What Happens in the Page Tables

Before fork:

Parent's Virtual Address Space:
┌─────────────────────────────────┐
│ virtual: 0x7f1234560000         │ → Physical Frame: 0x0001A000
│ (shared mapping, MAP_SHARED)    │   [contains: 0x0000000000000000]
└─────────────────────────────────┘

Physical Memory:
Frame 0x1A:  [00 00 00 00 00 00 00 00 ...]

After fork:

Parent's PTE:                      Child's PTE:
VA: 0x7f1234560000                 VA: 0x7f1234560000
  → PA: 0x1A000                      → PA: 0x1A000
  flags: P|R/W|U                     flags: P|R/W|U
         ↑                                   ↑
         └─────────── SAME PHYSICAL PAGE ────┘

Physical Memory:
Frame 0x1A:  [00 00 00 00 00 00 00 00 ...]
             ↑ both parent and child see this

After parent writes 0xDEADBEEFCAFEBABE:

Physical Memory:
Frame 0x1A:  [BE BA FE CA EF BE AD DE ...]
              ↑ both processes' virtual addresses map here
              ↑ child reads this without any kernel involvement

MAP_SHARED vs MAP_PRIVATE After Fork

The behavior is fundamentally different:

MAP_PRIVATE | MAP_ANONYMOUS + fork: Both parent and child initially share physical pages (copy-on-write). When either writes, a new physical frame is allocated, the content is copied, and that process's PTE is updated to point to the new frame. The other process is unaffected.

MAP_SHARED | MAP_ANONYMOUS + fork: Both parent and child share physical pages permanently. Writes by either are immediately visible to the other. No copying ever occurs for this mapping (though the kernel still uses reference counting on the physical pages).

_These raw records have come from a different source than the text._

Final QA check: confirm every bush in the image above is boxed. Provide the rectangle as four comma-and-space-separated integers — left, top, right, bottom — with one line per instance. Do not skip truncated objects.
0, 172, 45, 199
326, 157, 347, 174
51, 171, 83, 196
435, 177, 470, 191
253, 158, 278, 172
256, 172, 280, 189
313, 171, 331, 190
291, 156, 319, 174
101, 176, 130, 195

# Demonstrate with strace to see mmap flags:
strace ./shm_demo 2>&1 | grep mmap
# mmap(NULL, 4096, PROT_READ|PROT_WRITE, MAP_SHARED|MAP_ANONYMOUS, -1, 0) = 0x7f...

File-Backed MAP_SHARED

MAP_SHARED with a file descriptor creates a mapping where writes go directly to the file:

// Map a file for shared read-write access
int fd = open("data.bin", O_RDWR);
void *ptr = mmap(NULL, file_size, PROT_READ|PROT_WRITE, MAP_SHARED, fd, 0);
close(fd);  // can close fd after mapping; mapping remains

// Write to the mapping — this writes to the file
*(uint64_t*)ptr = 0xDEADBEEF;  // file is updated

// Another process mapping the same file with MAP_SHARED sees this write

// Unmap (kernel flushes dirty pages to file)
munmap(ptr, file_size);

This is how databases and memory-mapped message queues work. Writes to the mapping are visible to other processes immediately (from their cached view) and eventually flushed to the underlying storage. The msync() syscall (26) forces an immediate flush to disk.

Performance Characteristics

Shared memory communication is the fastest inter-process communication available: - Writing to a shared mapping: ~1 ns (a cache write, no kernel involvement) - A pipe write: ~5000 ns (kernel copies data) - A socket send/recv on localhost: ~10,000 ns

The cost of shared memory is synchronization: without mutexes or atomic operations (Chapter 30), concurrent access causes data corruption. The raw speed of the mechanism is why databases, message brokers, and high-performance IPC all use shared memory.

🔐 Security Note: Any two processes can share memory if they are forked from a common ancestor, or if they both open the same file with MAP_SHARED, or if they use the same POSIX shared memory object (shm_open). The kernel enforces file permissions on shared file mappings. Anonymous MAP_SHARED is only available to processes related by fork.